Snoring & Sleep Apnea (Airway Obstruction) Respiration is divided into two categories, passive and active. Passive respiration occurs when you are at rest, sleeping, and performing a light exercise such as walking. Active respiration occurs when you increase your muscle activity requiring a greater intake of air in terms of volume.
Passive respiration should be only nasal breathing, while active respiration requires both nasal and oral breathing. Patients who mouth breath during passive respiration are airway obstructed and will suffer from a significate reduction of oxygen in the blood stream. This becomes extremely critical during sleep leading to snoring and episodes of sleep apnea which can be life threatening.

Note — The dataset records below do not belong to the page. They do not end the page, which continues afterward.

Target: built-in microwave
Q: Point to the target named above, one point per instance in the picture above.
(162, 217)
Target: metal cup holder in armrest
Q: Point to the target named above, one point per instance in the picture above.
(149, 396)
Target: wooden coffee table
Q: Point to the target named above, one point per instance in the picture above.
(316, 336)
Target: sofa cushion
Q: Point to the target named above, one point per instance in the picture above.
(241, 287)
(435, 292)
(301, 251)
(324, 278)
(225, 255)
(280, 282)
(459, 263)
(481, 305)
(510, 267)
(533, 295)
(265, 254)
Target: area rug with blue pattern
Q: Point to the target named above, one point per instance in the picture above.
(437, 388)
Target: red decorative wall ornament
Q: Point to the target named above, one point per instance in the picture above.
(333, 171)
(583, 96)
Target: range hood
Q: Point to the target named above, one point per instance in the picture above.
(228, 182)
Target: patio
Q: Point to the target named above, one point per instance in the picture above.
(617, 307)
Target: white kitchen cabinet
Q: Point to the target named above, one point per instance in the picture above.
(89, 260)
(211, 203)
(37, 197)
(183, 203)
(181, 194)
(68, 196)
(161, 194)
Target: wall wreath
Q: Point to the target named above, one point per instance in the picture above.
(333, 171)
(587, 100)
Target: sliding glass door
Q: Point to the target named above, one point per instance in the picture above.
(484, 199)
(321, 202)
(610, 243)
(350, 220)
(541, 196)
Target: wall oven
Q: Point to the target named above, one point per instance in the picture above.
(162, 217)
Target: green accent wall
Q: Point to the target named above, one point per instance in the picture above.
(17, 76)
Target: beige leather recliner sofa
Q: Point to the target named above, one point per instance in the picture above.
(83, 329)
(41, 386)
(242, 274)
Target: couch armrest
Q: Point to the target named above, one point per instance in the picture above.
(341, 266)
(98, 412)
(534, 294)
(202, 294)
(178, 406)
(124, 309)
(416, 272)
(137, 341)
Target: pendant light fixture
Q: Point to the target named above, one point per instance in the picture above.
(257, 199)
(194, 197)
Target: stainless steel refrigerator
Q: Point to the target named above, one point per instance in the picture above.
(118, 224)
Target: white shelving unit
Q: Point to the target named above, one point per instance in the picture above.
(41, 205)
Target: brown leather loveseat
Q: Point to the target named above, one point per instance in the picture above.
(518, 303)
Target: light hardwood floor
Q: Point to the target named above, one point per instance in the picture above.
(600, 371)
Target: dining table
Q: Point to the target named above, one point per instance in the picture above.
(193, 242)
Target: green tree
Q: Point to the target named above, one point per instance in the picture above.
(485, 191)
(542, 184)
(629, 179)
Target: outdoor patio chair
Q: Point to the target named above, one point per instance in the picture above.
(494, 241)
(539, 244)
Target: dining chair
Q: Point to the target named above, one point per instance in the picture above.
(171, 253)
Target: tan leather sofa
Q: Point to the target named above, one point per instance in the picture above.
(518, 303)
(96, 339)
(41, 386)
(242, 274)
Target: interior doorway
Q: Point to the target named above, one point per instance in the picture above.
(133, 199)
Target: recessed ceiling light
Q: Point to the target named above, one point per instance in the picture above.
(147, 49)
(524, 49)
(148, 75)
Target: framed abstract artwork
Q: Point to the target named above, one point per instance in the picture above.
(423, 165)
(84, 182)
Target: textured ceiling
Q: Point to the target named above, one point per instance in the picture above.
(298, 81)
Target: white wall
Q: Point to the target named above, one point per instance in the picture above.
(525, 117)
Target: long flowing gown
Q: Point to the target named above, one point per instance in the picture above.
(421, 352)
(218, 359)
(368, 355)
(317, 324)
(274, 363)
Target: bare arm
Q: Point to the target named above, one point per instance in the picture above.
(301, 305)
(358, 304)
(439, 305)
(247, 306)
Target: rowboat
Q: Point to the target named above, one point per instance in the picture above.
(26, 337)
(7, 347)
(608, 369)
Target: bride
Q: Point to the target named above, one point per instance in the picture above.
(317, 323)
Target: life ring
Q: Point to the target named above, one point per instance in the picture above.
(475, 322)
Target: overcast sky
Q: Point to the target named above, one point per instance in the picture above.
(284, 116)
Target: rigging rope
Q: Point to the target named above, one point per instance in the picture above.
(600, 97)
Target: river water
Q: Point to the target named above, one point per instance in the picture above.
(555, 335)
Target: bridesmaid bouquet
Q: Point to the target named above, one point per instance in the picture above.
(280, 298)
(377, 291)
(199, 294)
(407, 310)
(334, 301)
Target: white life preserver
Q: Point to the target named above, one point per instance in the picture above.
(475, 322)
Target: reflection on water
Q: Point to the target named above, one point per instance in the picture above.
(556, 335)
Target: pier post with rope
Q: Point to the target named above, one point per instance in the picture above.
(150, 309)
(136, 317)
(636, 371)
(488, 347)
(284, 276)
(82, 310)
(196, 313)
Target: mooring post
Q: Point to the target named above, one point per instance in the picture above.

There are five ways the airway can be obstructed. The most common is an underdeveloped maxilla, followed by a trapped skeletal Class II mandible, excessive tonsil and adenoid tissue, a retrognathic maxilla, and nasal turbinates with a deviated septum. Some patients have only one of these obstructions, and some have all five. If the obstruction is confined to the oral pharyngeal area repositioning the mandible forward may clear the airway while the patient sleeps.
This is accomplished using an intraoral appliance that is titrated to find the optimal position of the mandible for maximum opening of the airway. These repositioning appliances are ineffective if the obstruction is somewhere other than the oral pharyngeal area.